Help me, I’m an author!

toonclips.com
toonclips.com

If you’re a fame-free author too, or have one for a friend, you’ll know what I mean. We authors without big, rich publishers are a needy lot. And however shy or apologetic we are, we end up making demands, asking favours or, at the very least, expecting friends to sympathise with our many woes. Here are some of the annoying ways an author cries for help, along with our excuses.

  1. Buy my book? Please? Subtext: without sales to friends, small authors will be demoralised beyond repair within a week of publication. And remaindered before long.
  2. Review my book? This is cheaper for the friend but more difficult. It will probably involve reading the book. A dilemma may then follow if the friend doesn’t really enjoy or rate the author’s book, especially if she cherishes honesty or her credibility as a critical reader along with the friendship. On the other hand the friend may not feel comfortable with review writing even if she loves the book, because it feels like an academic discipline outside her experience. Footnote: A third problem may arise if the author’s friend who fails to deliver the requested review ever becomes an author herself. She will become aware of the tit for tat, Like for Like, back-scratching amongst authors and regret her silence.
  3. Vote for me? There are many competitions these days decided by audience vote and the friend and author may be agreed on the silliness of such a way of evaluating literature, but if a book is entered for any prize the author will feel bound to enlist the friend’s support. An excited friend may be happy to engage in online and real-world campaigning the first time, or for the first day or two. After that it becomes obvious that the winner of the silly award will be the canniest, most relentless user of social media, not the best writer. Both author and friend feel conned.
  4. Come to my signing or book event? This is a real guilt trip for the friend who can’t or would rather not attend, because the small author is anxious that no one will turn up and she will look… small. And never be allowed back to the bookshop or library. The thought of the author bravely addressing the manager and the dog walker he dragged in off the street will spoil the friend’s cosy evening on the sofa with Sherlock or Bake Off.
  5. Illustrate my book? This is a lower risk demand, and many friends of authors escape it, usually by being unable to draw. But the truth about small publishers is that they have no money to pay Quentin (or any other) Blake to provide illustrations. (Shamelessly, some may ask the author to pay for a few pictures, which probably means they’ve already asked the author to pay towards the book.) So a friend who happens to be an artist may be asked to ‘collaborate’ on an ‘exciting project’ with little remuneration for her efforts – on the basis that the author expects minimal remuneration herself!

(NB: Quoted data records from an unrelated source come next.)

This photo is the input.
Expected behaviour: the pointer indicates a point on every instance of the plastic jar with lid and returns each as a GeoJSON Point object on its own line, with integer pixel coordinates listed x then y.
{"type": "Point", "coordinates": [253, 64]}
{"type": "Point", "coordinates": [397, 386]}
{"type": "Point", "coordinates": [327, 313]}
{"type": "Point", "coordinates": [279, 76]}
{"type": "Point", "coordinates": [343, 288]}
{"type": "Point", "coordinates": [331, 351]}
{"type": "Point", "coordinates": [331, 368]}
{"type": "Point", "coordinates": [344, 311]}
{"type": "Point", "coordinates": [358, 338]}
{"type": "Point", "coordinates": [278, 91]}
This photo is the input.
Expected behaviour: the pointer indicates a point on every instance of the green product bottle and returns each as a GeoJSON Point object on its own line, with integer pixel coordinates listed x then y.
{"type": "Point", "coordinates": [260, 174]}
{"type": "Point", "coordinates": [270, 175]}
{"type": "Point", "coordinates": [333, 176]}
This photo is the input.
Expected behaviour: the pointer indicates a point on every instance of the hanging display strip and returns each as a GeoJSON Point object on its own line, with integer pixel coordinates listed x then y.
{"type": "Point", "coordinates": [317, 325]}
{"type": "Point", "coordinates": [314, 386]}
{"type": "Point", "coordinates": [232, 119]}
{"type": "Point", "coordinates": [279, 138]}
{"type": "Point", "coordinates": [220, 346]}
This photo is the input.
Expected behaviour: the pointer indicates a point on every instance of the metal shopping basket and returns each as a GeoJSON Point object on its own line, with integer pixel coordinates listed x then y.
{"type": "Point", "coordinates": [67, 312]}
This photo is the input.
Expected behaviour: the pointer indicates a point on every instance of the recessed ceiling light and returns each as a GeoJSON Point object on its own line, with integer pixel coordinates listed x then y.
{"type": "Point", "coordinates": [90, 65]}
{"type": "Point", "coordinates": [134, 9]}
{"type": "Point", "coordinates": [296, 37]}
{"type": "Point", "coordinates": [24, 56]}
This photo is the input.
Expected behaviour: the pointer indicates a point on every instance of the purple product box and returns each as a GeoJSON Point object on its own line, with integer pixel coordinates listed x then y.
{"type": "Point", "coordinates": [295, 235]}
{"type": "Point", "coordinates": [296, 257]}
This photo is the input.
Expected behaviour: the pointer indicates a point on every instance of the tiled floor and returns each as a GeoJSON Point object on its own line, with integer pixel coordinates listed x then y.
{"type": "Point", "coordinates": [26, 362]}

So you can see that one way or another, the author’s friend can find herself busy with an unpaid job – much like the author. Why, you may wonder, would the friend put up with it?

Maybe because the friend respects the author’s passion and commitment in (almost) the same way she respects Katherine Grainger’s or Laura Trott’s. Maybe because she does read the author’s work and likes it, values it, believes in it. Possibly because she’s an artist or musician and needs to ask similar favours. Or perhaps because she doesn’t trust the corporatisation of the arts, the branding of books as products, the marketing machine that puts sequels, series and merchandise before originality and fails to credit the ghost writer who crafted the celebrity’s bestseller. After all, she knows the small author is her own person. She knows she didn’t cheat.

 

I’ve avoided the personal here but if you’re a friend of mine and have ever answered yes to any of these requests for any of the reasons above, thank you. THANK YOU.

 

 

 

 

 

 

5 thoughts on “Help me, I’m an author!”

  1. This rang a couple of uncomfortable bells for me. I’ve just (last night) asked a couple of facebook friends who volunteered the information that their children had enjoyed my latest book, to … gulp… review it online. I hated asking. I cringed and winced and changed my mind several times before I sent the FB messages. But within minutes, they both said yes, quite cheerfuly, as if they were happy to be asked to help! I should learn from that and do it more often. But it feels so… uncomfortable. Best of luck asking for help Sue, we all need it. And we all need the kinds of friends who say yes cheerfully!

  2. Also – I love the idea of ‘fame-free authors’, and if I suited teeshirts, I might be tempted to get one made with that written in large confident letters on it!